After high school graduation, college led her to Davidson College in Davidson, N.C., which is about 20 minutes north of Charlotte. Davidson is a Presbyterian sponsored school.

“I got more involved with the Presbyterian denomination while I was there. I earned a B.A. in religion while I was there,” she said.

Take the map and go from Atlanta to Toronto where she worked with L’Arche Daybreak. “It’s similar to the Arc here,” she said. “I worked with people who had development disabilities. We worked to help them to live within their capabilities. It was ecumenical in faith and we helped there with their faith.”

From Toronto, the line crosses the country to Watsonville, Calif., “where I was a young adult volunteer and youth pastor for a group which was 80 percent Spanish speaking.” She was there for a year before heading to San Francisco Theological Seminary.

The road from San Francisco to Williamstown had a few conditions. “There were two churches in this Presbytery which applied to have a new pastor and part of the condition of getting a church was we had to be willing to go wherever there was a match.

“First Presbyterian happened to be one of those which applied and in order to be able to pastor Williamstown, the candidate had to take Waverly as well,” she said. “I sent them a sermon and we had a match. Here I am.”

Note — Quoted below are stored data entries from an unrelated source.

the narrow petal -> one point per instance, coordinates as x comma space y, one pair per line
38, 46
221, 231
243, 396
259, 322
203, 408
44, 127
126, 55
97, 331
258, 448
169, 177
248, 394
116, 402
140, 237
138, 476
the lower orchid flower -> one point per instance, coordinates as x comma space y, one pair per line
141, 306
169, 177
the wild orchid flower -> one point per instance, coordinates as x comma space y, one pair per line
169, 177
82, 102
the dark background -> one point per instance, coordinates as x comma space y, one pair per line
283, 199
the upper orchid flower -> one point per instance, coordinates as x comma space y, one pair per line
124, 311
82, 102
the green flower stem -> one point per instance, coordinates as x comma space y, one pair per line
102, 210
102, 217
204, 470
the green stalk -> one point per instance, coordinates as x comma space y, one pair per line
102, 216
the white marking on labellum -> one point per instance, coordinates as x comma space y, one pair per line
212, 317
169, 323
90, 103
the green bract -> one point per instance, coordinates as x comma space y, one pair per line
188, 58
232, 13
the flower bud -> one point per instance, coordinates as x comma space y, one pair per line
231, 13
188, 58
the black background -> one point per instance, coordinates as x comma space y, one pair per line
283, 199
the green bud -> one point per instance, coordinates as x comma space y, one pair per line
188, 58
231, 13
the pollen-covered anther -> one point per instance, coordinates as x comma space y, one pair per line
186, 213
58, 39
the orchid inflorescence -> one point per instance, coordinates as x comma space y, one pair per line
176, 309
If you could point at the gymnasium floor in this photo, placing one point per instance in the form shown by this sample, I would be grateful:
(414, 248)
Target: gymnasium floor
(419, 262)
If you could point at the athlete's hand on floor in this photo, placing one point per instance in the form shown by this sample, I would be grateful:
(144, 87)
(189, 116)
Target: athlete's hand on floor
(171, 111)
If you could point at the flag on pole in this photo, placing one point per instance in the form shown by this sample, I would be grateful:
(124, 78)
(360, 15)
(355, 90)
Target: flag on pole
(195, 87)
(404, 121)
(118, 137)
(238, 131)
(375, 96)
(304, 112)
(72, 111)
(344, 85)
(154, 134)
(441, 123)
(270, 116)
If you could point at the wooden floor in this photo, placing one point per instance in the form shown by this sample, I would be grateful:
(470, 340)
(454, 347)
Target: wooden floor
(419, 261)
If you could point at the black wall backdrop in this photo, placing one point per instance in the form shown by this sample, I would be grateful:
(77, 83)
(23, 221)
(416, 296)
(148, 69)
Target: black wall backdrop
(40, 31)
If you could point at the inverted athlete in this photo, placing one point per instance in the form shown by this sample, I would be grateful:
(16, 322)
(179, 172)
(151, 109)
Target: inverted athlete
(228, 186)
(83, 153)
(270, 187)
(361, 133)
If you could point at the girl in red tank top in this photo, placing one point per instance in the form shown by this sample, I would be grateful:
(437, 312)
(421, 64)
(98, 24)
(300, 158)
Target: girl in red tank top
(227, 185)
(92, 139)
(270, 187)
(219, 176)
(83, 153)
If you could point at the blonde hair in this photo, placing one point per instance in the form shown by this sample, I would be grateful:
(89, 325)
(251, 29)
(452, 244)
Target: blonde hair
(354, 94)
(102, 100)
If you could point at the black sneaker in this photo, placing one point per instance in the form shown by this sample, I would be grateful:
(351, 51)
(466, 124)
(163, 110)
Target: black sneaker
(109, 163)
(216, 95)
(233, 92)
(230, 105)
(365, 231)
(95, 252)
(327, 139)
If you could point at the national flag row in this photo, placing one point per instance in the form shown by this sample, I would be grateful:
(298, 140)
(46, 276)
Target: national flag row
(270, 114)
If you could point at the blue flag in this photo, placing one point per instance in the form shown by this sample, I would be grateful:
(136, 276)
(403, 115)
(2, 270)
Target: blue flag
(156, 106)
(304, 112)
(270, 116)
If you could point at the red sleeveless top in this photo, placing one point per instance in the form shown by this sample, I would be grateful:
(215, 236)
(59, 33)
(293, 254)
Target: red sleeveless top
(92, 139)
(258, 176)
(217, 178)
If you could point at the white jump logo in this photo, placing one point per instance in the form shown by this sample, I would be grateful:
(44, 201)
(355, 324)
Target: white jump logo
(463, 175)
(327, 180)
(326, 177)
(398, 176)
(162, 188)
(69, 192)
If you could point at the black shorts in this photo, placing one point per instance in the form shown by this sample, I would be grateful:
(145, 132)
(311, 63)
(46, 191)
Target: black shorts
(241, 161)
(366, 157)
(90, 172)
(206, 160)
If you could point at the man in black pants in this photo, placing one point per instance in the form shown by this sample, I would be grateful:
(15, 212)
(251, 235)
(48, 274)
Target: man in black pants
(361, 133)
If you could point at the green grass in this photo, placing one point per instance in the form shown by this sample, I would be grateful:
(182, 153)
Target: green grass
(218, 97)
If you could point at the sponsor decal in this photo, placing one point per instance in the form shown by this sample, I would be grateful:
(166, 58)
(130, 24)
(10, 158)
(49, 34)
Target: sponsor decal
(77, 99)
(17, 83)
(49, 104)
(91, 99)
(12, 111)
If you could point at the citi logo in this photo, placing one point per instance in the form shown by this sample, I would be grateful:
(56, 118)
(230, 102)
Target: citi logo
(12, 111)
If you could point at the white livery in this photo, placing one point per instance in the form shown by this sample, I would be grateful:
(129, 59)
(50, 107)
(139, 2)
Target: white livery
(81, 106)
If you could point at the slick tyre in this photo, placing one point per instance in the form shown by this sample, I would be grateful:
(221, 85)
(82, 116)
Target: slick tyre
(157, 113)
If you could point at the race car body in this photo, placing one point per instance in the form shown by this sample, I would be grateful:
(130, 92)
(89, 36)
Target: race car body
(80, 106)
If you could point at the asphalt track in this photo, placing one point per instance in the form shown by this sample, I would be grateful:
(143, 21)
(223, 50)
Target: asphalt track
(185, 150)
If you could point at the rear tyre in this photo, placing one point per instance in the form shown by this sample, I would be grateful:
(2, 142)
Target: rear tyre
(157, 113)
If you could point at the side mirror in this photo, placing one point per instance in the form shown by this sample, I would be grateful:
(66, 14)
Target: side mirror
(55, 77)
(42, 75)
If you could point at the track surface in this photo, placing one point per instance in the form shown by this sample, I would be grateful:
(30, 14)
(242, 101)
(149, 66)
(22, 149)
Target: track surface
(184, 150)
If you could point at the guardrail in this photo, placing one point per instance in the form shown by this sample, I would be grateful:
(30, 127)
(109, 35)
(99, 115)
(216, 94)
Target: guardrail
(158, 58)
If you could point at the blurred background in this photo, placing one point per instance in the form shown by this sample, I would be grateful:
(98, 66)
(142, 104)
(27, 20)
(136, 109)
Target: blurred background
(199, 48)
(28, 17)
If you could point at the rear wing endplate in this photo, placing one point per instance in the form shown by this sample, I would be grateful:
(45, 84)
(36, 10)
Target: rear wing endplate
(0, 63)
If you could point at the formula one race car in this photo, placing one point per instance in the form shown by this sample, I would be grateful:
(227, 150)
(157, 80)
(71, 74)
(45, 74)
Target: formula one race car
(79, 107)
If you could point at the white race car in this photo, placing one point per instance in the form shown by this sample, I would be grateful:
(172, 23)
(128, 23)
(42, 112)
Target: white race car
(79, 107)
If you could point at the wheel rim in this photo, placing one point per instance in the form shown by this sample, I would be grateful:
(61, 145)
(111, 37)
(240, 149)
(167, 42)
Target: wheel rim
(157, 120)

What wasn’t in seminary 101 was Campbell Maleke’s use of dressing like biblical characters and delivering a sermon monologue. Naomi was a character of choice last week but she added “I’ve done guys before because there are more males in The Bible than females,” she said. “But there was a Mister Rogers not too long ago,” she laughed.

“Seminary was a four-year-program where we studied Hebrew and Greek and the interpretation of the Old and New testaments,” she said. “We did the exegesis — which is all about putting the person in the passage. It was learning to interpret scriptures as honestly as we can.

“Every pastor has gifts,” she said. “You have to identify your gifts and use those gifts as a pastor. I think my characters help with the effectiveness of my sermons. It’s not every week. Sometimes you preach. Sometimes you teach. But you want to show all Christ.”